Elsevier

Pattern Recognition Letters

Volume 26, Issue 10, 15 July 2005, Pages 1444-1453
Pattern Recognition Letters

Feature selection algorithms to find strong genes

https://doi.org/10.1016/j.patrec.2004.11.017Get rights and content

Abstract

The cDNA microarray technology allows us to estimate the expression of thousands of genes of a given tissue. It is natural then to use such information to classify different cell states, like healthy or diseased, or one particular type of cancer or another. However, usually the number of microarray samples is very small and leads to a classification problem with only tens of samples and thousands of features. Recently, Kim et al. proposed to use a parameterized distribution based on the original sample set as a way to attenuate such difficulty. Genes that contribute to good classifiers in such setting are called strong. In this paper, we investigate how to use feature selection techniques to speed up the quest for strong genes. The idea is to use a feature selection algorithm to filter the gene set considered before the original strong feature technique, that is based on a combinatorial search. The filtering helps us to find very good strong gene sets, without resorting to super computers. We have tested several filter options and compared the strong genes obtained with the ones got by the original full combinatorial search.

Introduction

There are many ways to design a classifier from sample data. The worth of such classifier depends on the suitability of the particular classification rule to the feature-label distribution and the amount of sample data. Since we are in the context of very small sample size, the latter issue is our main concern in this work. This lack of training data makes it necessary to apply simple classification rules to avoid overfitting. Here we are interested in the particular case in which the data are linear separable, and therefore a linear classifier (perceptron model) is suitable for classification. Although ordinarily such an assumption might seem too strong, it has proven to be the case in many real world applications coming from gene expression analysis of cancer data (for instance see Kim et al., 2002a, Kim et al., 2002b, Morikawa et al., 2003, Luo et al., 2003, Bomprezzi et al., 2003, Simon, 2003).

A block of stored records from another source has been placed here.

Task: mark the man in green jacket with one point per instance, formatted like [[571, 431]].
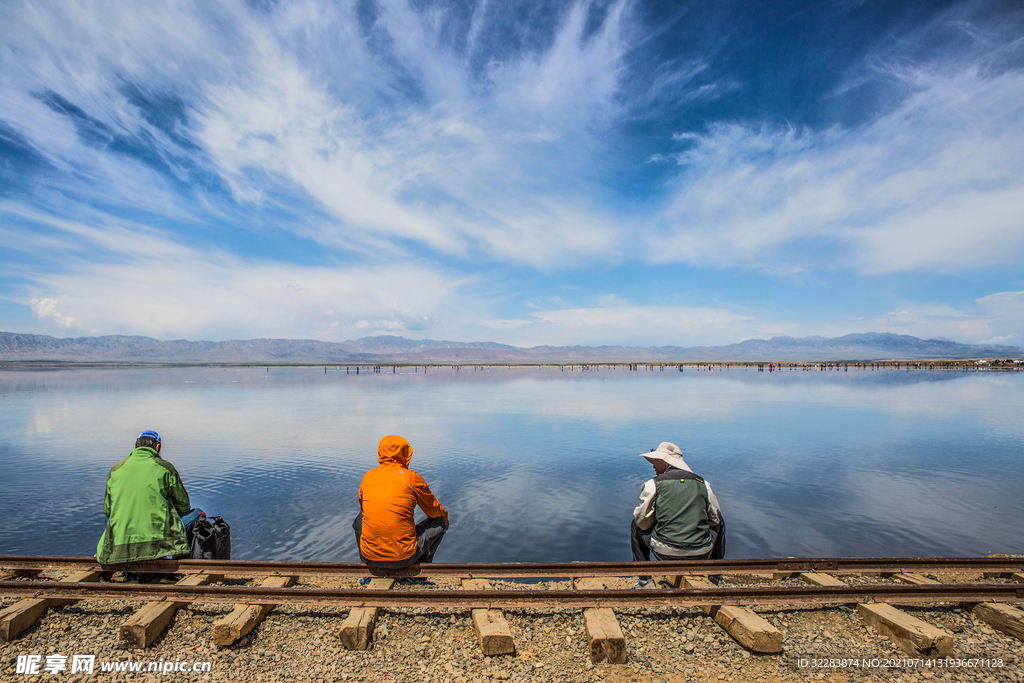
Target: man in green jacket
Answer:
[[144, 503], [679, 517]]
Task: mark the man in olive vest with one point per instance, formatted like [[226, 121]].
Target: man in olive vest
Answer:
[[678, 517]]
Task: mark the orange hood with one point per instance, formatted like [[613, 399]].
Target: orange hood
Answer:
[[394, 450]]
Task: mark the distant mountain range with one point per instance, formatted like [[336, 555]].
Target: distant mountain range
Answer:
[[389, 348]]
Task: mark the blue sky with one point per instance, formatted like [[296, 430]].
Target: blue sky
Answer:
[[524, 172]]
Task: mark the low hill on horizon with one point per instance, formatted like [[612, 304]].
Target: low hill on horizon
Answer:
[[390, 348]]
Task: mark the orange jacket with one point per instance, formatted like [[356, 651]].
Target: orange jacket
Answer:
[[388, 497]]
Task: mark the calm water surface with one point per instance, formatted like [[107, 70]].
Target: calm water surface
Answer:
[[534, 464]]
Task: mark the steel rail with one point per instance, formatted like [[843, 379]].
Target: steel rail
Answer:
[[539, 570], [899, 594]]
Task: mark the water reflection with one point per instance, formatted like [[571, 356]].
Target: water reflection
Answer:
[[534, 464]]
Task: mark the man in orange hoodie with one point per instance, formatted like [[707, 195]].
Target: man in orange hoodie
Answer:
[[385, 529]]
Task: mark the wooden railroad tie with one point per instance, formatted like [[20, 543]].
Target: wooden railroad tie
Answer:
[[747, 627], [1007, 619], [492, 629], [605, 641], [22, 614], [357, 630], [245, 617], [144, 626], [910, 634]]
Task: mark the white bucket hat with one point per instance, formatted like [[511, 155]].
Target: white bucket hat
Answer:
[[667, 453]]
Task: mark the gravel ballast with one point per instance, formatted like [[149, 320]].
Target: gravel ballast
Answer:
[[668, 645]]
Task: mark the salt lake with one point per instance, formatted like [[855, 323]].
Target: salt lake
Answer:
[[535, 464]]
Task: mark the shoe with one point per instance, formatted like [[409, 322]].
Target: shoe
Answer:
[[414, 581], [169, 578]]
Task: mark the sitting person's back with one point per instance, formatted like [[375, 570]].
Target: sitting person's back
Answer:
[[385, 527], [143, 504]]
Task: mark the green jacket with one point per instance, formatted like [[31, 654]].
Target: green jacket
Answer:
[[143, 504]]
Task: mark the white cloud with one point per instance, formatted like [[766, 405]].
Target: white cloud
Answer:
[[46, 310], [154, 286], [633, 326]]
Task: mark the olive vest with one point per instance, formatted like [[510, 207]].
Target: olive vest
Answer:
[[681, 510]]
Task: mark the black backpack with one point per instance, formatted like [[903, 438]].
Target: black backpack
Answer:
[[211, 539]]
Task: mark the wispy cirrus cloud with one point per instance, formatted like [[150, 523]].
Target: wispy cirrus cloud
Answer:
[[932, 186], [393, 161]]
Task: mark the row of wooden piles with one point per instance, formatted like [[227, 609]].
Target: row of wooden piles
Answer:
[[605, 639]]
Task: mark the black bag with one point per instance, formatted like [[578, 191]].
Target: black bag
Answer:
[[211, 539]]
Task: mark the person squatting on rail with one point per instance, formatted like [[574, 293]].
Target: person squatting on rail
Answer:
[[678, 518], [146, 507], [384, 528]]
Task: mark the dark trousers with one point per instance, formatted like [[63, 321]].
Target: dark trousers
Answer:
[[428, 536], [642, 552]]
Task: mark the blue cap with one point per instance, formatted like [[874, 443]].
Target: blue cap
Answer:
[[152, 434]]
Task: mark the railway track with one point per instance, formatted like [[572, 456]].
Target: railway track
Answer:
[[847, 565], [593, 592]]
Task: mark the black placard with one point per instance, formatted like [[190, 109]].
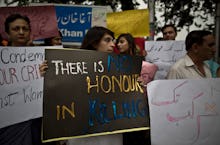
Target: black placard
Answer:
[[92, 93]]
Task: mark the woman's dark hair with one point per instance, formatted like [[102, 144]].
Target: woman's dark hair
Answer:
[[94, 36], [169, 25], [131, 43], [1, 39], [195, 37], [47, 41], [11, 18]]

The error rate of designed classifiers over the population of samples tends to have a large variance in a small-sample setting. Hence, the selection of feature sets is problematic. Given a large set of potential features, it is necessary to find a small subset that provides good classification. Small feature sets are prudent because the complexity of the classifier, and therefore the data requirement, typically grows with increasing numbers of features. Even with small feature sets, if there are thousands of features, then the number of possible feature sets can be astronomical. Hence, even if the classes are moderately separated, for small samples there may be thousands of feature sets whose error estimates are close to zero. It would be wrong to conclude that the true errors of all corresponding classifiers are small. Low estimation of a classifier’s population error can result from the peculiarity of the particular sample and/or the large deviation between the true error of the designed classifier and its estimated error computed from the same training data from which it has been designed. In our application of direct interest, cancer classification, cross-validation error estimation has been very popular; however, there are serious questions with regard to its application in the case of very small settings (Braga-Neto et al., 2004, Braga-Neto and Dougherty, 2004a, Braga-Neto and Dougherty, 2004b).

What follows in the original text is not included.